Son olarak 2024 yılında emekli olacaklarla 2025 yılında emekli olacaklar arasında güncelleme katsayısı sebebiyle yüzde 30 oranında fark oluşabileceğini gündem yaptık. Şimdi Çalışma ve Sosyal Güvenlik bakanlığı bu konuda bir çalışma yapıldığını açıkladı.
SORUNLAR HANGİSİ ÇÖZÜM ÖNERİLERİMİZ NELER
Sorun 1: Maaş bağlama sisteminde kullanılan üç dönem ayrı hesaplama emekliler arasında farklılıklar oluşturuyor. Farklı aylık bağlama oranları hesaplamalarda haksızlık yapıldığı algısı oluşturuyor ve 'intibak' talepleri çoğalıyor.
Çözüm önerimiz: Aylık bağlama sistemi üçlü karma yapıdan kurtarılmalı, tek oran ve güncelleme ile sadeleşmelidir.
Emekli aylığı hesaplanırken uygulanan üçlü yapı sistemi karmaşıklaştırıyor. 1999 öncesi dönem için farklı aylık bağlama oranları ve güncelleme katsayısı, 1999-2008 arası için daha düşmüş bir aylık bağlama oranı ve yeni güncelleme katsayısı, ardından 2008 sonrası için düşük aylık bağlama oranı ve büyümenin enflasyonun etki ettiği güncelleme katsayısı. Bu hesaplamalar üç ayrı kanuna göre yapılıyor. Bu üç ayrı hesap toplanıp emekli aylığı ortaya çıkartılıyor. Dolayısıyla bu karma sistem hem hizmeti alanın hem de hizmeti verenin kafasını karıştırıyor.

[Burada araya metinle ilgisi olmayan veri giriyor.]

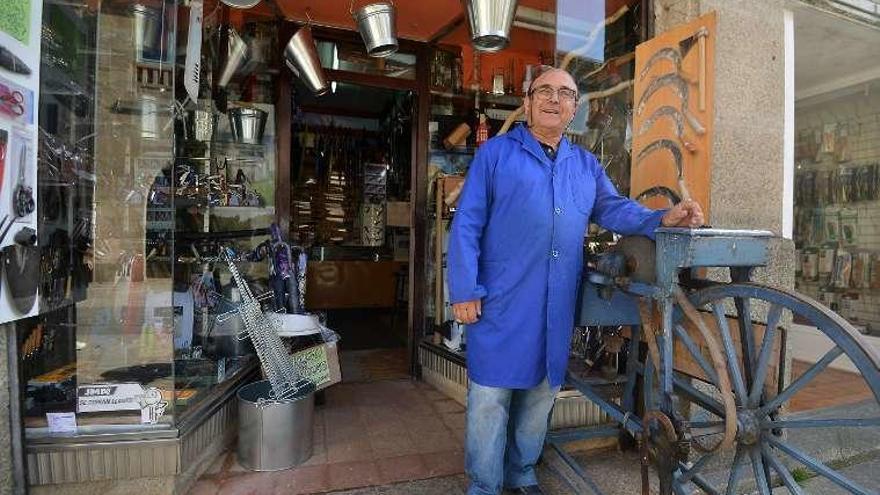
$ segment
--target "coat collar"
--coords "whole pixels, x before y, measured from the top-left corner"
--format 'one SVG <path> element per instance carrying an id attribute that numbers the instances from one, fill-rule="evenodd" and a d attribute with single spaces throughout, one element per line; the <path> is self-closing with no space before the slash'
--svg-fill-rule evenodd
<path id="1" fill-rule="evenodd" d="M 550 159 L 547 158 L 547 154 L 541 149 L 541 143 L 539 143 L 538 140 L 535 139 L 535 136 L 529 132 L 529 129 L 525 124 L 517 125 L 512 131 L 510 131 L 509 135 L 513 139 L 519 141 L 523 149 L 531 153 L 539 161 L 552 165 Z M 574 149 L 571 143 L 568 142 L 568 139 L 565 136 L 562 136 L 562 140 L 559 141 L 559 149 L 556 151 L 556 163 L 560 163 L 573 152 Z"/>

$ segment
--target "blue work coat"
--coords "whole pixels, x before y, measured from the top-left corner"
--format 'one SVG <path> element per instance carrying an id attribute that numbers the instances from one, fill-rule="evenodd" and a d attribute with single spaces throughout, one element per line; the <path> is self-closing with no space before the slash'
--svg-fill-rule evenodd
<path id="1" fill-rule="evenodd" d="M 482 316 L 467 327 L 470 379 L 562 384 L 589 222 L 653 237 L 663 213 L 620 196 L 596 157 L 565 138 L 555 162 L 525 126 L 483 144 L 447 257 L 450 302 L 482 299 Z"/>

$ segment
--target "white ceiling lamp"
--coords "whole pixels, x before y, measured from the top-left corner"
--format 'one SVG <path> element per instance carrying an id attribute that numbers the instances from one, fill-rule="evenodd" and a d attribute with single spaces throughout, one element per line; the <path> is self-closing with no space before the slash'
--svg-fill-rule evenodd
<path id="1" fill-rule="evenodd" d="M 249 9 L 249 8 L 257 5 L 258 3 L 260 3 L 260 0 L 220 0 L 220 1 L 225 3 L 226 5 L 229 5 L 232 8 L 235 8 L 235 9 Z"/>
<path id="2" fill-rule="evenodd" d="M 510 44 L 517 0 L 464 0 L 471 44 L 481 52 L 497 52 Z"/>

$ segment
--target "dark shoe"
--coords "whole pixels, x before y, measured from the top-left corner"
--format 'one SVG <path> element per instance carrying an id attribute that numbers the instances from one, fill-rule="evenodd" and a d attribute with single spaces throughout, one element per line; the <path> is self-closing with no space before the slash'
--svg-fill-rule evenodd
<path id="1" fill-rule="evenodd" d="M 541 487 L 538 485 L 529 485 L 529 486 L 521 486 L 518 488 L 510 488 L 508 489 L 510 493 L 517 493 L 519 495 L 544 495 L 544 491 L 541 490 Z"/>

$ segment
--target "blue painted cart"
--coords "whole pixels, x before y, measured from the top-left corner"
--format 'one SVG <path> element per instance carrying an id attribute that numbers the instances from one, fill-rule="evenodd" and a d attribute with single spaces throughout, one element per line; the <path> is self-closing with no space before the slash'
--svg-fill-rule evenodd
<path id="1" fill-rule="evenodd" d="M 584 273 L 577 324 L 618 339 L 619 329 L 629 327 L 621 366 L 626 380 L 619 403 L 574 369 L 567 383 L 618 423 L 614 434 L 638 441 L 645 493 L 648 463 L 663 495 L 769 495 L 776 487 L 804 493 L 795 473 L 827 478 L 849 493 L 875 493 L 836 471 L 834 463 L 827 465 L 799 434 L 829 433 L 854 442 L 860 432 L 876 434 L 880 356 L 852 325 L 815 300 L 752 281 L 754 269 L 767 264 L 771 236 L 660 229 L 656 245 L 623 239 L 616 252 Z M 710 267 L 727 268 L 730 281 L 698 277 L 699 269 Z M 804 331 L 821 351 L 786 383 L 781 370 L 792 322 L 809 329 Z M 852 373 L 831 371 L 832 363 Z M 861 382 L 862 401 L 828 409 L 821 419 L 787 414 L 792 397 L 826 372 Z M 581 429 L 549 436 L 597 495 L 598 486 L 562 446 L 608 433 Z"/>

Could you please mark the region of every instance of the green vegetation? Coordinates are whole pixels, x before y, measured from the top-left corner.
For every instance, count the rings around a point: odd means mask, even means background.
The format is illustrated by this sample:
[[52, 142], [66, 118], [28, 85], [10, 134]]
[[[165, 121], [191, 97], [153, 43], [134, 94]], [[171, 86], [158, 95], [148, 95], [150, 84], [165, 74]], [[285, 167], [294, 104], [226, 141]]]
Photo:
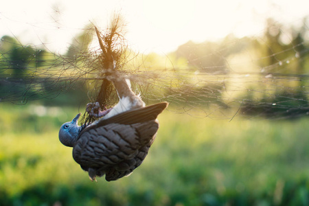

Dolayısıyla çok değişken olmayan güncelleme katsayısı ve aylık bağlama oranıyla tek bir hesaplama yapılabilir. Böylece çok prim ödeyenin ve çok çalışanın daha yüksek maaş aldığı bir sistem ortaya çıkabilir. Bu sistem emekli olmayı değil çalışmayı da teşvik edecektir.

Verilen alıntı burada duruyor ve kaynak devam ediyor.